Walmart is big in the senior, baby boomer business, Sarich said, but brokers need to pay attention to millennials — “the future of insurance,” he said. The generation “likes to take care of themselves” and is “very competitive on price,” he added. Tech savvy, mobile and socially connected, “their mindset will transform the industry.”

It’s a mindset that wants to buy online and is always asking, “Why?” without accepting, “Because that’s how it’s always been done,” as an answer, said Sarich.

Millennials are generally technology experts, which is an area of weakness for most advisers, Sarich said. “Most advisers have crummy technology,” he added. “They’re not technology people.”

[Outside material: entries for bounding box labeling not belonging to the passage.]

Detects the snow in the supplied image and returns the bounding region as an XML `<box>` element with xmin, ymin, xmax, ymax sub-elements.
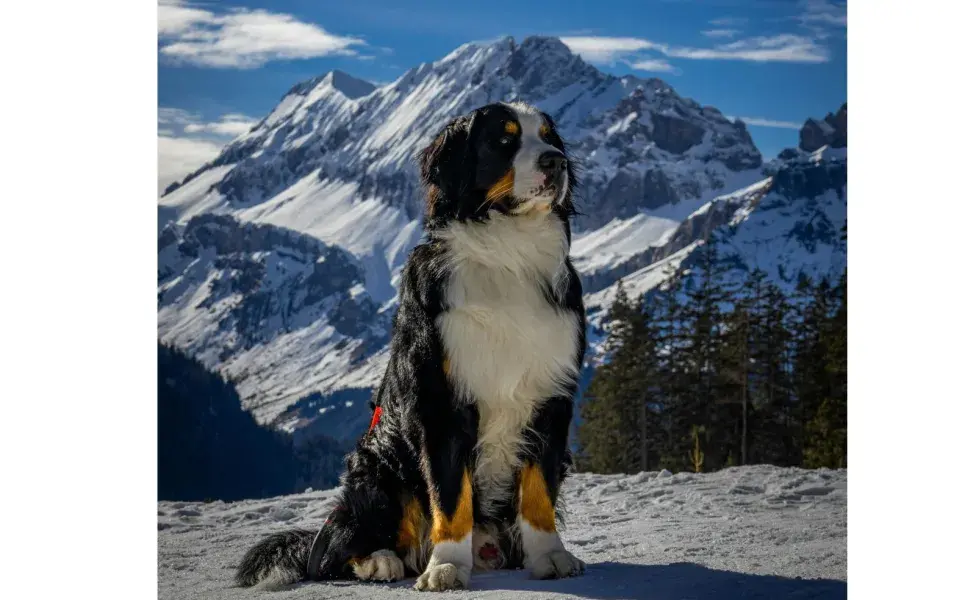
<box><xmin>158</xmin><ymin>38</ymin><xmax>833</xmax><ymax>433</ymax></box>
<box><xmin>157</xmin><ymin>465</ymin><xmax>847</xmax><ymax>600</ymax></box>
<box><xmin>572</xmin><ymin>212</ymin><xmax>681</xmax><ymax>274</ymax></box>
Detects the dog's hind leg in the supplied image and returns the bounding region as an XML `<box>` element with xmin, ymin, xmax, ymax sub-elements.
<box><xmin>309</xmin><ymin>452</ymin><xmax>405</xmax><ymax>581</ymax></box>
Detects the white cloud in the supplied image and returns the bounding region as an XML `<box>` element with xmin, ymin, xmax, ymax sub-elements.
<box><xmin>156</xmin><ymin>135</ymin><xmax>223</xmax><ymax>195</ymax></box>
<box><xmin>156</xmin><ymin>107</ymin><xmax>256</xmax><ymax>194</ymax></box>
<box><xmin>562</xmin><ymin>33</ymin><xmax>830</xmax><ymax>64</ymax></box>
<box><xmin>728</xmin><ymin>117</ymin><xmax>803</xmax><ymax>129</ymax></box>
<box><xmin>157</xmin><ymin>0</ymin><xmax>366</xmax><ymax>69</ymax></box>
<box><xmin>661</xmin><ymin>33</ymin><xmax>830</xmax><ymax>63</ymax></box>
<box><xmin>627</xmin><ymin>58</ymin><xmax>680</xmax><ymax>74</ymax></box>
<box><xmin>797</xmin><ymin>0</ymin><xmax>847</xmax><ymax>27</ymax></box>
<box><xmin>183</xmin><ymin>114</ymin><xmax>257</xmax><ymax>137</ymax></box>
<box><xmin>702</xmin><ymin>29</ymin><xmax>742</xmax><ymax>38</ymax></box>
<box><xmin>708</xmin><ymin>17</ymin><xmax>749</xmax><ymax>27</ymax></box>
<box><xmin>560</xmin><ymin>36</ymin><xmax>658</xmax><ymax>65</ymax></box>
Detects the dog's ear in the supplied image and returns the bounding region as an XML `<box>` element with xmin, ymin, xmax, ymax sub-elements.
<box><xmin>417</xmin><ymin>112</ymin><xmax>477</xmax><ymax>216</ymax></box>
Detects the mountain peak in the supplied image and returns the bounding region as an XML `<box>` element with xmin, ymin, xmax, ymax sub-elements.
<box><xmin>323</xmin><ymin>69</ymin><xmax>376</xmax><ymax>100</ymax></box>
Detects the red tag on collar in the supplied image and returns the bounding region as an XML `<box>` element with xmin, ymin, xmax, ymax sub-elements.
<box><xmin>367</xmin><ymin>406</ymin><xmax>383</xmax><ymax>433</ymax></box>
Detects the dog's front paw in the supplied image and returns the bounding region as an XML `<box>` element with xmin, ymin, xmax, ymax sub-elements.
<box><xmin>413</xmin><ymin>563</ymin><xmax>471</xmax><ymax>592</ymax></box>
<box><xmin>525</xmin><ymin>550</ymin><xmax>586</xmax><ymax>579</ymax></box>
<box><xmin>352</xmin><ymin>550</ymin><xmax>403</xmax><ymax>581</ymax></box>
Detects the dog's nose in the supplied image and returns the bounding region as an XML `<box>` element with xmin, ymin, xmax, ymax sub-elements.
<box><xmin>539</xmin><ymin>150</ymin><xmax>566</xmax><ymax>173</ymax></box>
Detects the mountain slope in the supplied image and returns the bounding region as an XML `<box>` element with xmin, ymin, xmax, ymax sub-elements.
<box><xmin>159</xmin><ymin>37</ymin><xmax>840</xmax><ymax>437</ymax></box>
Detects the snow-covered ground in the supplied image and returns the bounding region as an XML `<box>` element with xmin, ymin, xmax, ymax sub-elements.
<box><xmin>158</xmin><ymin>465</ymin><xmax>847</xmax><ymax>600</ymax></box>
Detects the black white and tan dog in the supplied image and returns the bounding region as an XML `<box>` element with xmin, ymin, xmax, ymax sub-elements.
<box><xmin>237</xmin><ymin>103</ymin><xmax>585</xmax><ymax>590</ymax></box>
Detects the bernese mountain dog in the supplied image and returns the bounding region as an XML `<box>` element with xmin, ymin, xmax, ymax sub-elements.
<box><xmin>236</xmin><ymin>103</ymin><xmax>586</xmax><ymax>590</ymax></box>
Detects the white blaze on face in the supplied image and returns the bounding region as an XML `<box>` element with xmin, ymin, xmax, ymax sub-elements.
<box><xmin>507</xmin><ymin>104</ymin><xmax>566</xmax><ymax>213</ymax></box>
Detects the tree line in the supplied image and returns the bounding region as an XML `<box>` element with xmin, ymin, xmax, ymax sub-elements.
<box><xmin>576</xmin><ymin>240</ymin><xmax>847</xmax><ymax>473</ymax></box>
<box><xmin>157</xmin><ymin>343</ymin><xmax>349</xmax><ymax>501</ymax></box>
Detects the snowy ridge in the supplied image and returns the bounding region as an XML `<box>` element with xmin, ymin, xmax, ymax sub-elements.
<box><xmin>158</xmin><ymin>37</ymin><xmax>833</xmax><ymax>437</ymax></box>
<box><xmin>157</xmin><ymin>465</ymin><xmax>847</xmax><ymax>600</ymax></box>
<box><xmin>158</xmin><ymin>214</ymin><xmax>387</xmax><ymax>422</ymax></box>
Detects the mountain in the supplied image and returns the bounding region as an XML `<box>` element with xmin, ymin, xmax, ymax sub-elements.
<box><xmin>158</xmin><ymin>37</ymin><xmax>840</xmax><ymax>437</ymax></box>
<box><xmin>586</xmin><ymin>109</ymin><xmax>847</xmax><ymax>327</ymax></box>
<box><xmin>156</xmin><ymin>344</ymin><xmax>297</xmax><ymax>501</ymax></box>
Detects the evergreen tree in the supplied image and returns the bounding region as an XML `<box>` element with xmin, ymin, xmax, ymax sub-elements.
<box><xmin>803</xmin><ymin>269</ymin><xmax>847</xmax><ymax>468</ymax></box>
<box><xmin>685</xmin><ymin>237</ymin><xmax>731</xmax><ymax>471</ymax></box>
<box><xmin>649</xmin><ymin>269</ymin><xmax>694</xmax><ymax>471</ymax></box>
<box><xmin>578</xmin><ymin>284</ymin><xmax>654</xmax><ymax>473</ymax></box>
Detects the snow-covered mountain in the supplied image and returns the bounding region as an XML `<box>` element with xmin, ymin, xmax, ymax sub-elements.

In fact, if advisers perform a strengths-weaknesses-opportunities-threats analysis they’ll likely find a lot of opportunity in improving their technology. This could be something as simple as becoming more familiar with Facebook and other social media, Sarich said. Brokers should take advantage of their strength as high-touch sales people and use that online. “If you’re not on [Facebook], you need to get on it,” he said, adding that the challenge is making money there.

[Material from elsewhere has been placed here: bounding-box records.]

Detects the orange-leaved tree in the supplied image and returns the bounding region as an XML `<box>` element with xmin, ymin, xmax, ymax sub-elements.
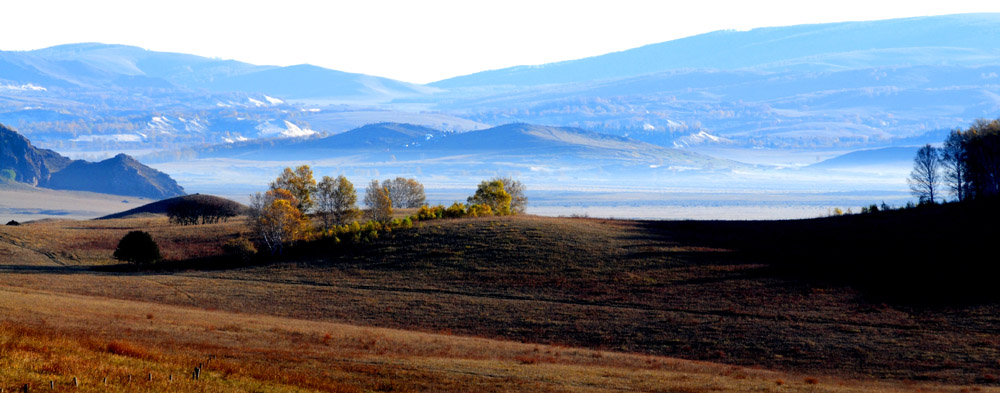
<box><xmin>249</xmin><ymin>188</ymin><xmax>309</xmax><ymax>255</ymax></box>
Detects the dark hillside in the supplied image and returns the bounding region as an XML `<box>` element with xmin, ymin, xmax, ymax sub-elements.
<box><xmin>97</xmin><ymin>194</ymin><xmax>247</xmax><ymax>220</ymax></box>
<box><xmin>650</xmin><ymin>199</ymin><xmax>1000</xmax><ymax>305</ymax></box>
<box><xmin>223</xmin><ymin>213</ymin><xmax>1000</xmax><ymax>383</ymax></box>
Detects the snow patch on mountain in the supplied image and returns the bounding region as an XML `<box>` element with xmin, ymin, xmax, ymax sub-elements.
<box><xmin>257</xmin><ymin>120</ymin><xmax>318</xmax><ymax>138</ymax></box>
<box><xmin>674</xmin><ymin>130</ymin><xmax>732</xmax><ymax>149</ymax></box>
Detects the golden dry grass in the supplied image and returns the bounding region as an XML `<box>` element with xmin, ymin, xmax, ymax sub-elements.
<box><xmin>0</xmin><ymin>213</ymin><xmax>1000</xmax><ymax>392</ymax></box>
<box><xmin>0</xmin><ymin>287</ymin><xmax>984</xmax><ymax>392</ymax></box>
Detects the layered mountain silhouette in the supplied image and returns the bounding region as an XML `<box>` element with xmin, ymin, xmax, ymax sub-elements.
<box><xmin>0</xmin><ymin>43</ymin><xmax>429</xmax><ymax>101</ymax></box>
<box><xmin>180</xmin><ymin>123</ymin><xmax>748</xmax><ymax>169</ymax></box>
<box><xmin>431</xmin><ymin>14</ymin><xmax>1000</xmax><ymax>88</ymax></box>
<box><xmin>0</xmin><ymin>125</ymin><xmax>184</xmax><ymax>199</ymax></box>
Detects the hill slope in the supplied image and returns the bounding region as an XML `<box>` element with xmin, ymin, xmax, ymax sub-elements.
<box><xmin>0</xmin><ymin>125</ymin><xmax>184</xmax><ymax>199</ymax></box>
<box><xmin>98</xmin><ymin>194</ymin><xmax>247</xmax><ymax>220</ymax></box>
<box><xmin>8</xmin><ymin>43</ymin><xmax>427</xmax><ymax>100</ymax></box>
<box><xmin>431</xmin><ymin>14</ymin><xmax>1000</xmax><ymax>88</ymax></box>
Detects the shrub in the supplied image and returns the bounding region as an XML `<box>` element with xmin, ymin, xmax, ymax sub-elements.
<box><xmin>114</xmin><ymin>231</ymin><xmax>163</xmax><ymax>265</ymax></box>
<box><xmin>468</xmin><ymin>204</ymin><xmax>493</xmax><ymax>217</ymax></box>
<box><xmin>417</xmin><ymin>205</ymin><xmax>445</xmax><ymax>220</ymax></box>
<box><xmin>468</xmin><ymin>180</ymin><xmax>511</xmax><ymax>216</ymax></box>
<box><xmin>444</xmin><ymin>202</ymin><xmax>465</xmax><ymax>218</ymax></box>
<box><xmin>222</xmin><ymin>237</ymin><xmax>257</xmax><ymax>264</ymax></box>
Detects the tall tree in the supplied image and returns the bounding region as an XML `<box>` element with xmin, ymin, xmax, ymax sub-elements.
<box><xmin>964</xmin><ymin>119</ymin><xmax>1000</xmax><ymax>198</ymax></box>
<box><xmin>365</xmin><ymin>180</ymin><xmax>392</xmax><ymax>222</ymax></box>
<box><xmin>382</xmin><ymin>177</ymin><xmax>427</xmax><ymax>208</ymax></box>
<box><xmin>271</xmin><ymin>165</ymin><xmax>316</xmax><ymax>213</ymax></box>
<box><xmin>490</xmin><ymin>176</ymin><xmax>528</xmax><ymax>214</ymax></box>
<box><xmin>468</xmin><ymin>180</ymin><xmax>511</xmax><ymax>216</ymax></box>
<box><xmin>941</xmin><ymin>130</ymin><xmax>969</xmax><ymax>201</ymax></box>
<box><xmin>907</xmin><ymin>144</ymin><xmax>941</xmax><ymax>203</ymax></box>
<box><xmin>248</xmin><ymin>188</ymin><xmax>308</xmax><ymax>255</ymax></box>
<box><xmin>316</xmin><ymin>175</ymin><xmax>358</xmax><ymax>229</ymax></box>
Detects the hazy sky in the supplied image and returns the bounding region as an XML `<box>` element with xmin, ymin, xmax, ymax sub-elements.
<box><xmin>0</xmin><ymin>0</ymin><xmax>1000</xmax><ymax>83</ymax></box>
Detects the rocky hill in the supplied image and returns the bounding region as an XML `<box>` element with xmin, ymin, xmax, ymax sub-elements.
<box><xmin>0</xmin><ymin>125</ymin><xmax>184</xmax><ymax>199</ymax></box>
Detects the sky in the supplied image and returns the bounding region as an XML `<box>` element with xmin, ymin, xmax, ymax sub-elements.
<box><xmin>0</xmin><ymin>0</ymin><xmax>1000</xmax><ymax>83</ymax></box>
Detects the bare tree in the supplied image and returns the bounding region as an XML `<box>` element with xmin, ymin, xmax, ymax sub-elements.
<box><xmin>907</xmin><ymin>144</ymin><xmax>941</xmax><ymax>203</ymax></box>
<box><xmin>490</xmin><ymin>176</ymin><xmax>528</xmax><ymax>214</ymax></box>
<box><xmin>316</xmin><ymin>175</ymin><xmax>358</xmax><ymax>229</ymax></box>
<box><xmin>382</xmin><ymin>177</ymin><xmax>427</xmax><ymax>208</ymax></box>
<box><xmin>365</xmin><ymin>180</ymin><xmax>392</xmax><ymax>222</ymax></box>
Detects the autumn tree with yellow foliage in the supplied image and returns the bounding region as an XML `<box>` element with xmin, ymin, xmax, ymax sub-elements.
<box><xmin>271</xmin><ymin>165</ymin><xmax>316</xmax><ymax>214</ymax></box>
<box><xmin>248</xmin><ymin>188</ymin><xmax>309</xmax><ymax>255</ymax></box>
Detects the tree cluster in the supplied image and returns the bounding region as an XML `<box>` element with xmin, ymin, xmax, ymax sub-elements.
<box><xmin>244</xmin><ymin>165</ymin><xmax>527</xmax><ymax>255</ymax></box>
<box><xmin>907</xmin><ymin>119</ymin><xmax>1000</xmax><ymax>203</ymax></box>
<box><xmin>167</xmin><ymin>198</ymin><xmax>240</xmax><ymax>225</ymax></box>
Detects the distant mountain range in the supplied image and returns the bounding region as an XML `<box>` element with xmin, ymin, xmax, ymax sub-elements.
<box><xmin>430</xmin><ymin>14</ymin><xmax>1000</xmax><ymax>88</ymax></box>
<box><xmin>0</xmin><ymin>125</ymin><xmax>184</xmax><ymax>199</ymax></box>
<box><xmin>0</xmin><ymin>43</ymin><xmax>431</xmax><ymax>101</ymax></box>
<box><xmin>0</xmin><ymin>14</ymin><xmax>1000</xmax><ymax>153</ymax></box>
<box><xmin>166</xmin><ymin>123</ymin><xmax>752</xmax><ymax>174</ymax></box>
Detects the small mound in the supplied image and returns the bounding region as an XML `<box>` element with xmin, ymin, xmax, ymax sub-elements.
<box><xmin>97</xmin><ymin>194</ymin><xmax>247</xmax><ymax>220</ymax></box>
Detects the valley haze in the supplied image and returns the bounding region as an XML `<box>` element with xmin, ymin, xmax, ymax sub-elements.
<box><xmin>0</xmin><ymin>7</ymin><xmax>1000</xmax><ymax>393</ymax></box>
<box><xmin>0</xmin><ymin>14</ymin><xmax>988</xmax><ymax>218</ymax></box>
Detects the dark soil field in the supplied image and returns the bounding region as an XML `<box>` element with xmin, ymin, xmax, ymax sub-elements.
<box><xmin>0</xmin><ymin>204</ymin><xmax>1000</xmax><ymax>391</ymax></box>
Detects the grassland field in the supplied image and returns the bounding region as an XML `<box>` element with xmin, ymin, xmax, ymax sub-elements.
<box><xmin>0</xmin><ymin>207</ymin><xmax>1000</xmax><ymax>392</ymax></box>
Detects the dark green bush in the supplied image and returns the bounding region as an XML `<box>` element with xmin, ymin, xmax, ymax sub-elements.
<box><xmin>114</xmin><ymin>231</ymin><xmax>163</xmax><ymax>265</ymax></box>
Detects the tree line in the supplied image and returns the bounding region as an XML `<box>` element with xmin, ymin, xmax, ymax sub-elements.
<box><xmin>907</xmin><ymin>119</ymin><xmax>1000</xmax><ymax>204</ymax></box>
<box><xmin>248</xmin><ymin>165</ymin><xmax>527</xmax><ymax>255</ymax></box>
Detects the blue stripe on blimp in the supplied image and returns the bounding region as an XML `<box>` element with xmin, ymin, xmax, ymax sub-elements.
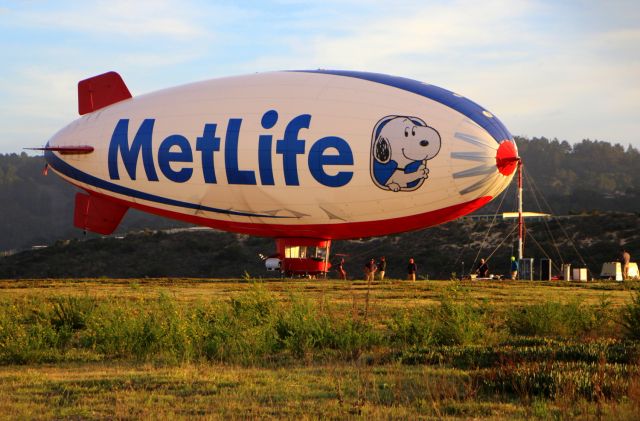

Advisers can monetize social media, Sarich said, by finding out if their clients have a business page and ‘liking’ it, and even by ‘friending’ clients. That way, they can stay abreast of big news like new offices opening up or the birth of a child. “But you’ve got to be religious about it,” he said.

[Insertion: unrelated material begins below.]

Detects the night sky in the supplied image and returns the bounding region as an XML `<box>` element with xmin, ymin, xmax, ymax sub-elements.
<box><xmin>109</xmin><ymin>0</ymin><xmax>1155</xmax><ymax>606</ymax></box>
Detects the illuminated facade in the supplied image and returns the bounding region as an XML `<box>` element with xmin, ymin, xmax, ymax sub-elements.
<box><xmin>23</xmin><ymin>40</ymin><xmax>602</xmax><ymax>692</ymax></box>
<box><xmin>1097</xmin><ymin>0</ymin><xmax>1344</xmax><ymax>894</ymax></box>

Many advisers may not realize it, but simple actions like this, as well as basic business processes at their company, can stand out as significant differentiators from the competition. “The littlest processes that you do can define your business,” Sarich said.

For example, having a person answer the phone every time someone calls your business rather than an automated system. “You may think, ‘So what?’ but it makes a big difference,” he said.